Sinful in Satin

Grade : B
Reviewed by Jane Granville
Grade : B
Sensuality : Hot
Review Date : September 15, 2010
Published On : 2010/10

When I think of the strongest historical romance writers today, Madeline Hunter is definitely on the list. I almost feel guilty giving this book a B, as the writing and characterization are so much stronger than other books that receive that grade. However, the book’s vague backstory pulled me out of my enjoyment more than once.

Celia Pennifold’s reputation precedes her. The daughter of an infamous courtesan, she had been trained and debuted at seventeen, and a bidding war ensued to find her first protector. However, before she committed to that life, she fled and lived anonymously for five years in a home outside of London with several other women. Now twenty-three, her mother has died, leaving Celia with unanswered questions regarding her paternity, renewed speculation and scorn, a lot of debt, and a home that comes with a tenant.

Jonathan Albrighton isn’t there coincidentally. The bastard of an earl himself, he was sent to search for a list of Celia’s mother’s lovers. There are rumors that she had been involved with a French émigré, and may have passed information to him during the war with France. His plans to search her papers for the list are complicated when Celia decides to move into the house in which he’s staying. However, he’s intrigued and attracted to Celia, and the feeling is mutual. When a man from her past reappears holding her future in his hands, though, Celia is forced to reconsider whether or not she’ll follow in her mother’s footsteps — while Jonathan lacks the money or the status to protect her.

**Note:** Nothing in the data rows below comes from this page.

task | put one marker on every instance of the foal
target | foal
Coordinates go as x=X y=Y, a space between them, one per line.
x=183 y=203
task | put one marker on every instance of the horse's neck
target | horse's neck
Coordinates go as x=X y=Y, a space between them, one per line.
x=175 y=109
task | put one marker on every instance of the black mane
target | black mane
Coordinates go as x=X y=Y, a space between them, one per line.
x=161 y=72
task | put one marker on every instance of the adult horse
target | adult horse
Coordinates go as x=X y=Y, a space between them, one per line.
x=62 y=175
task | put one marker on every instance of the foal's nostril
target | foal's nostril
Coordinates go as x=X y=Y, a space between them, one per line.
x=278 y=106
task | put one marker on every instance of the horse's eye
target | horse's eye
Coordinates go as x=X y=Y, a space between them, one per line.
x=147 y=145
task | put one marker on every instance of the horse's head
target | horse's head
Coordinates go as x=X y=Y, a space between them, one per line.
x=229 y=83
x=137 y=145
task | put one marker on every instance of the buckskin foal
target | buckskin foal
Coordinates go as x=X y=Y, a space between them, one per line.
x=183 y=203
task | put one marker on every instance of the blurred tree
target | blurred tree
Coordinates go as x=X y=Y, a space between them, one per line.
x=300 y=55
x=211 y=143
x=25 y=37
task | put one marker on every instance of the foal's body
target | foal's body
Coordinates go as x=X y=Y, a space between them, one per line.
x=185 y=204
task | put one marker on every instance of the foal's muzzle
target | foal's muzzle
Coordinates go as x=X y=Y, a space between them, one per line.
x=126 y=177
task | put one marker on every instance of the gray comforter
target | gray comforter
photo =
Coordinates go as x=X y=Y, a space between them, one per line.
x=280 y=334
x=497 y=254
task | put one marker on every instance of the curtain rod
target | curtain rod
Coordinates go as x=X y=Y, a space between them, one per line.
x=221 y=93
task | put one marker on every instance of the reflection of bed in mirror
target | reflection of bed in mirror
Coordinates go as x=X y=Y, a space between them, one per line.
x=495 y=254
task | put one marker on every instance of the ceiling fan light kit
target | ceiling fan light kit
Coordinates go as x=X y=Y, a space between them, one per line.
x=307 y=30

The romance between Jonathan and Celia is lovely, a strong connection between two jaded but hopeful adults. Celia, in particular, captivated me. I could clearly feel the agony of her decision and the frustration at the precariousness of her dreams. She was a well-developed and interesting character, caught between love and money. Jonathan was a good character as well, likable even in his mild deception of Celia. It was a nice change to see a hero that isn’t an absurdly wealthy aristocrat, but rather a government employee with a modest salary. There is a twist in Jon’s identity late in the novel that may upset some readers, though, and takes away some of the credit I had previously given the author; I can’t say too much about it in order to not spoil it, but it just felt like a cop-out to me.

Both Celia and Jonathan have had pivotal events in their past, neither of which are revealed right away. In general, this is a good thing; I don’t like it when an author gives us too much too soon. The reveal of Celia’s past is done well, with details given at a good pace. Jonathan, however, is another story. I still am not entirely sure what the “mission on the coast” was, though I know the basics of what happened. The motivations, characters involved, and end results are much more hazy, though. The whole thing seems sort of vague. I wish the author had given us more concrete details about Jonathan’s work for the government, and how the other characters (husbands of two previous heroines in this series) were involved. I have read one of the previous books, but still had difficulty piecing their connections together.

The story is the third in the “Rarest Bloom” series, and it’s unclear as to whether or not another will follow (though I suspect there will be a fourth). As it stands, though, this is a solidly enjoyable novel with strong characters and dynamic relationships — but it falls just a bit short of being truly great.